Por motivos profesionales, llevo unos días viviendo –temporalmente– en Barcelona. La cabeza y casal sigue como Saturno, comiéndose a sus hijos, locales históricos, patrimonio… Una autodestrucción que cada vez nos la vemos más cerca.
En el mismo momento, hay una voluntad –quizás promovida, como aquella de la Movida Madrileña– de instituciones locales para encontrar un rol en la cocina y gastronomía locales. Toda una serie de foodies buscan la mejor hamburguesa, el gran bikini y el mejor bocadillo. Un grupo de personajes que no han salido del Pla de Barcelona y no conocen al mesías tarraconense, el tascaman, el Botero de Honor del Carnaval de Tarragona, el Copero Mayor de la Corona Azteca o, simplemente, el amigo Eduard Boada.
Casa Boada, la sede operativa del genio, siempre ha sido instalada en un edificio chaflán en la avenida Rovira i Virgili –antigua carretera de Santes Creus y más hacia aquí calle Colón–, en el número 24, proyectado por Josep Maria Monravà y López en los años 40 del siglo XX. El terreno, situado en un punto central del ensanche tarraconense, dispone de una estrecha fachada a la calle López Peláez, con acceso a las plantas de vivienda, sobre el bar.

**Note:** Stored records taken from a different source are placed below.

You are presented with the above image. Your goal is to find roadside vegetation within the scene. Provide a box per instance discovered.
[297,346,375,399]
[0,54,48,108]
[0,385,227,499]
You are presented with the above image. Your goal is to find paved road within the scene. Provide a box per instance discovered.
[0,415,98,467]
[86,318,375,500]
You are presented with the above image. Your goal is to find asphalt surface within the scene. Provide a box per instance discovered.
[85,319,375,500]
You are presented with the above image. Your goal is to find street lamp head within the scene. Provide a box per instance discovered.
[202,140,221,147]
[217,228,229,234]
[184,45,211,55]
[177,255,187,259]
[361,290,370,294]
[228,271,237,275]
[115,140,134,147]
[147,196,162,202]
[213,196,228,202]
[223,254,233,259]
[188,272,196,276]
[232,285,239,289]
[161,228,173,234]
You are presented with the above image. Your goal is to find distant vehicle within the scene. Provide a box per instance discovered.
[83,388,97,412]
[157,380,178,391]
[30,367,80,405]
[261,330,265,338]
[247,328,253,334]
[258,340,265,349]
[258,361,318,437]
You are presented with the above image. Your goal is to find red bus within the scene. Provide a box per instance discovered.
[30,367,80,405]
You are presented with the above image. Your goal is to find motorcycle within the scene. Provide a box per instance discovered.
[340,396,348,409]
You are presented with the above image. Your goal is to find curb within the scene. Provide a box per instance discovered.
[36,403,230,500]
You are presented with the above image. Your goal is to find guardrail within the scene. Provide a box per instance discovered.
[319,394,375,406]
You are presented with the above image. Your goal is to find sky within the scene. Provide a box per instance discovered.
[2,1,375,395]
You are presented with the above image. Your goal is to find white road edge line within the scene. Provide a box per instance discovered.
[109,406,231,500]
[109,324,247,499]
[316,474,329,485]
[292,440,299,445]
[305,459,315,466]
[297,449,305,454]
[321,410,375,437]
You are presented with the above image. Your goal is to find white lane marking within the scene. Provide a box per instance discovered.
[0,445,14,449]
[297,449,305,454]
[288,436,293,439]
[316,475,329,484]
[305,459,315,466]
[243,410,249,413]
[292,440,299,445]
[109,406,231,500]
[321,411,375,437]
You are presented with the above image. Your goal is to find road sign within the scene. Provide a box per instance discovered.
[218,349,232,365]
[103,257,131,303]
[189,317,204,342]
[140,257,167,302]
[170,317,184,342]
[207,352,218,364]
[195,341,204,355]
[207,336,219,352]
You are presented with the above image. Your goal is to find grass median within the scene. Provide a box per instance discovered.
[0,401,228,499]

La comitencia del edificio fue promovida por Salvador Boada Calbó y Victoria Pascual Castellnou, padres de Eduard Boada, que abrieron Casa o Bodega Boada en 1947. Un negocio familiar que basaba su producto con comida casera, unos primeros bocadillos y bebidas como vino de Nulles, refrescos y beber locales y camptarraconenses.
Fue ya en la década de los 70 que Boada inicia la trayectoria dentro del mundo de la coctelería con creaciones como Altahoja oro de playa, Praderas sabor de roble, Cambriles sabor de mar, el cóctel de Sant Roc, por los barrios del Miracle, Maria Cristina y por entidades de toda clase como Mediterrània o el Ateneu de Tarragona. Además, también encontramos colaboraciones en festivales y las Fiestas de Santa Tecla y San Magín o las bebidas dedicadas al Gran Ducado de Flandrensis y al príncipe Moctezuma.
Más tarde llegaron las extraordinarias creaciones entre pan y pan de Boada. Al mismo tiempo, más o menos, que las paredes del local iban desapareciendo bajo una capa de marcos, carteles, pinturas –la mayor, las famosas carabelas de Miró Solé–, recuerdos, autógrafos, retratos, fotografías… y la mítica tamaño de los bucadillus.
Ahora que vuelvo a casa, en Sarral, me ha parecido un buen momento de volver a las raíces y redescubrir lo que todos conocemos, el Boada y su casa.